Schwäbische Zeitung (Ravensburg / Weingarten)
Eine heikle Entscheidung
Diese Entscheidung war erwartet worden. Wenn doch bereits die Fruchtwasseruntersuchung für Spätgebärende seit Jahren im Krankenkassen-Katalog steht, wie könnte man dann die ungefährlichere Prüfung per Bluttest verbieten?
Es gibt nur einen einzigen Grund für die Aufregung und die Diskussionen: Politik und Gesellschaft merken, was sie angerichtet haben; welch lukrativer Markt sich auftut. Mit kostenlosen Bluttests wird es eine Art Massenscreening geben. Viele Frauen, die nicht Risikogebärende sind, zahlen den Test bereits aus der eigenen Tasche. Schließlich soll ihr Kind perfekt sein. Und wenn es das nicht ist, treiben viele es ab. In Dänemark halbierte sich im Jahr 2005 die Zahl der Down-Kinder nach der Einführung des Tests als Regelleistung.
Nicht nur Gegner, selbst Befürworter des Tests befürchten überdies, dass er eine Türöffnerfunktion für immer weitere genetische Überprüfungen haben wird.

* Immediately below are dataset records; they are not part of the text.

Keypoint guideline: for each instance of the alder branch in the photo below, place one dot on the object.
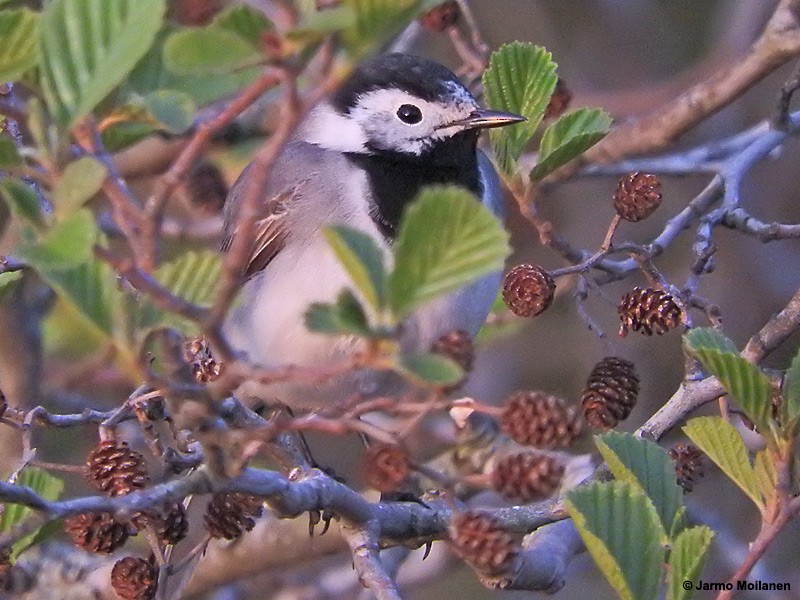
(779, 43)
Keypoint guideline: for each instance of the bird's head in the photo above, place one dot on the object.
(398, 103)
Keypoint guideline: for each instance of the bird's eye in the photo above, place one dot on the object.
(410, 114)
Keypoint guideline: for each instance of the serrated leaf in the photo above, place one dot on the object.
(80, 180)
(790, 406)
(431, 368)
(89, 289)
(686, 560)
(766, 476)
(192, 276)
(647, 465)
(23, 201)
(208, 51)
(88, 48)
(172, 111)
(345, 317)
(569, 137)
(9, 157)
(709, 339)
(446, 240)
(622, 531)
(722, 443)
(362, 258)
(19, 36)
(45, 485)
(245, 21)
(520, 79)
(65, 245)
(744, 381)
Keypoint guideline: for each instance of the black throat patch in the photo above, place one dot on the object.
(396, 178)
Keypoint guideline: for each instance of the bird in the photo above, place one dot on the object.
(398, 123)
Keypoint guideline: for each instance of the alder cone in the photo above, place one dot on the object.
(610, 393)
(114, 469)
(385, 467)
(528, 290)
(96, 532)
(527, 476)
(482, 542)
(648, 310)
(134, 578)
(688, 460)
(230, 514)
(534, 418)
(638, 195)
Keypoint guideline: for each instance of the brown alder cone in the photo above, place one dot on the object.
(230, 514)
(528, 290)
(96, 532)
(688, 460)
(114, 469)
(170, 523)
(385, 467)
(534, 418)
(527, 476)
(135, 578)
(481, 541)
(638, 195)
(648, 310)
(610, 393)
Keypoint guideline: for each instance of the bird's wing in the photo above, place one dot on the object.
(270, 231)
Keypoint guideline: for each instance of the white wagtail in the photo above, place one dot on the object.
(397, 124)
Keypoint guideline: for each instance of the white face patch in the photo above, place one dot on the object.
(374, 122)
(327, 128)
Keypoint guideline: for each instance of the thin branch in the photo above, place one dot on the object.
(779, 43)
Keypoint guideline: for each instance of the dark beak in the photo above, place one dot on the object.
(486, 119)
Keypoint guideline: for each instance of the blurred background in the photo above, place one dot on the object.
(629, 57)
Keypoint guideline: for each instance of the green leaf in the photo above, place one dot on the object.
(686, 560)
(89, 47)
(67, 244)
(19, 32)
(431, 368)
(45, 485)
(8, 282)
(446, 240)
(722, 443)
(345, 317)
(521, 78)
(744, 381)
(646, 465)
(569, 137)
(622, 531)
(89, 289)
(172, 111)
(23, 201)
(362, 259)
(790, 406)
(208, 51)
(80, 180)
(245, 21)
(193, 276)
(9, 157)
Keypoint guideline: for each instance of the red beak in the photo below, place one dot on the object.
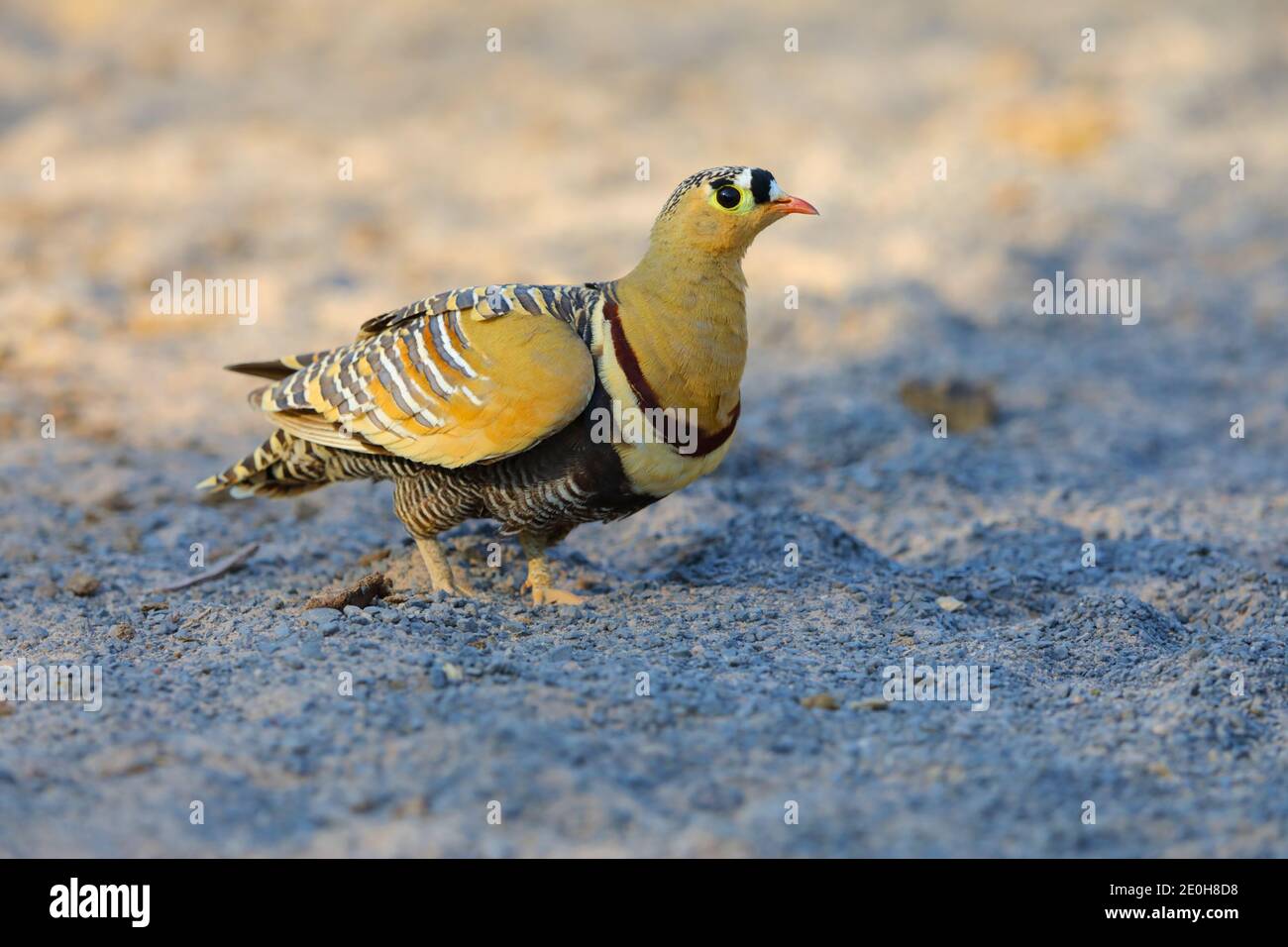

Es wird die fundamentale ethische Frage berührt: Darf man Leben selektieren? Wer sagt den Frauen, ehe sie sich zum Test entscheiden, dass sie danach möglicherweise über Tod und Leben bestimmen müssen?
Die Befürchtung, dass es verstärkt zu Auswahlverfahren kommt, teilen viele Politiker, die Kirchen und die Kassenvertreter. Deshalb soll der Bluttest auf Risikoschwangere begrenzt bleiben. Fast verzweifelt bittet Josef Hecken, der Vorsitzende des Kassenausschusses, die Politik um Einmischung. Doch der Bundestag hat zwar eine lange Orientierungsdebatte geführt, entschieden aber hat er nichts.
Nur eines wurde im April in der Debatte klar: Die Beratung hin zum Leben mit Behinderten kommt zu kurz. Wer hat einmal die Down-Kinder und ihre Familien gefragt, wie ihr Leben wirklich ist? Für viele hat es sich entgegen allen Befürchtungen als großes Glück herausgestellt, für die Familie als Bereicherung. Es ist unbedingt nötig, den Vorurteilen über das Leben mit Behinderungen beherzt entgegenzutreten. Jeder Mensch hat das Recht, gewollt und willkommen zu sein.